= Cluster graph =

Graph made from disjoint union of complete graphs

A cluster graph with clusters (complete subgraphs) of sizes 1, 2, 3, 4, 4, 5, and 6

In graph theory, a branch of mathematics, a cluster graph is a graph formed from the disjoint union of complete graphs.
Equivalently, a graph is a cluster graph if and only if it has no three-vertex induced path; for this reason, the cluster graphs are also called P_{3}-free graphs. They are the complement graphs of the complete multipartite graphs and the 2-leaf powers. The cluster graphs are transitively closed, and every transitively closed undirected graph is a cluster graph.

The cluster graphs are the graphs for which the relation "being equal or adjacent" is an equivalence relation, and their connected components are the equivalence classes for this relation.

==Related graph classes==
Every cluster graph is a block graph, a cograph, and a claw-free graph. Every maximal independent set in a cluster graph chooses a single vertex from each cluster, so the size of such a set always equals the number of clusters; because all maximal independent sets have the same size, cluster graphs are well-covered.
The Turán graphs are complement graphs of cluster graphs, with all complete subgraphs of equal or nearly-equal size. The locally clustered graph (graphs in which every neighborhood is a cluster graph) are the diamond-free graphs, another family of graphs that contains the cluster graphs.

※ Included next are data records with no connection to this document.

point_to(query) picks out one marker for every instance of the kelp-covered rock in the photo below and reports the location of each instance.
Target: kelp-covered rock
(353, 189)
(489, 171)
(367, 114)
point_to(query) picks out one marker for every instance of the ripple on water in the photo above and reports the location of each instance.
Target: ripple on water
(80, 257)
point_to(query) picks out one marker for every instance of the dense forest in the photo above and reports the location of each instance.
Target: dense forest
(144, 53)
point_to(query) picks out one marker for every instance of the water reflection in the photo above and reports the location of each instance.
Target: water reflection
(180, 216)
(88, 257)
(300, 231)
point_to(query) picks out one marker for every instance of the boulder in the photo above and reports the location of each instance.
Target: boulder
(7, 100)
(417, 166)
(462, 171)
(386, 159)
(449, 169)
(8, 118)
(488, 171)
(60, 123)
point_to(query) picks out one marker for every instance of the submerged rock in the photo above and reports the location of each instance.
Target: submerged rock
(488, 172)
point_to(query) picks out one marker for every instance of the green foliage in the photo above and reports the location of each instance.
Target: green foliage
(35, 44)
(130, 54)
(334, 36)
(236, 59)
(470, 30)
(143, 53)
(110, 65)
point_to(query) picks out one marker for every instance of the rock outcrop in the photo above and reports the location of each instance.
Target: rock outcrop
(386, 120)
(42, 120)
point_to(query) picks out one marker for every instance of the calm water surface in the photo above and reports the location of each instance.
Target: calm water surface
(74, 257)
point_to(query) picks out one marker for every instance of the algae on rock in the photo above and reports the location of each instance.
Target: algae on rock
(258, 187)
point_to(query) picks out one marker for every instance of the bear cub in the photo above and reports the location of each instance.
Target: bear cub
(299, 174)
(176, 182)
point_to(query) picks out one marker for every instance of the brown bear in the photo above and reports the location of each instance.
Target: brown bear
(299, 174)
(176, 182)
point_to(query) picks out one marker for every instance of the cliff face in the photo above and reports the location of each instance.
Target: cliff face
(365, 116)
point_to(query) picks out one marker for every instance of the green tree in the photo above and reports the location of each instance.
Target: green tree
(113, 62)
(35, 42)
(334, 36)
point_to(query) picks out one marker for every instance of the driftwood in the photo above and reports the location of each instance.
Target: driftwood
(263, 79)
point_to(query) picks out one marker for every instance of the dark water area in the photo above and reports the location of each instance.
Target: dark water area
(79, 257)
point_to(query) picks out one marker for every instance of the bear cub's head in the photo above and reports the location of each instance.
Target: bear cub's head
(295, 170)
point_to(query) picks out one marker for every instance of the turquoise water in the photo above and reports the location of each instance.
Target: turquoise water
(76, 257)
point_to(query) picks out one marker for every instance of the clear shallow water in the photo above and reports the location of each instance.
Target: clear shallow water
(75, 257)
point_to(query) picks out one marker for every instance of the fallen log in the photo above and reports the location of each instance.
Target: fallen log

When a cluster graph is formed from cliques that are all the same size, the overall graph is a homogeneous graph, meaning that every isomorphism between two of its induced subgraphs can be extended to an automorphism of the whole graph. With only two exceptions, the cluster graphs and their complements are the only finite homogeneous graphs, and infinite cluster graphs also form one of only a small number of different types of countably infinite homogeneous graphs.

==Computational problems==
A subcoloring of a graph is a partition of its vertices into induced cluster graphs. Thus, the cluster graphs are exactly the graphs of subchromatic number 1.

The computational problem of finding a small set of edges to add or remove from a graph to transform it into a cluster graph is called cluster editing. It is NP-complete but fixed-parameter tractable.

Given a complete graph with edge costs (positive and negative) the clique partitioning problem asks for a subgraph that is a cluster graph such that the sum of the costs of the edges of the cluster graph is minimal.
This problem is closely related to the correlation clustering problem.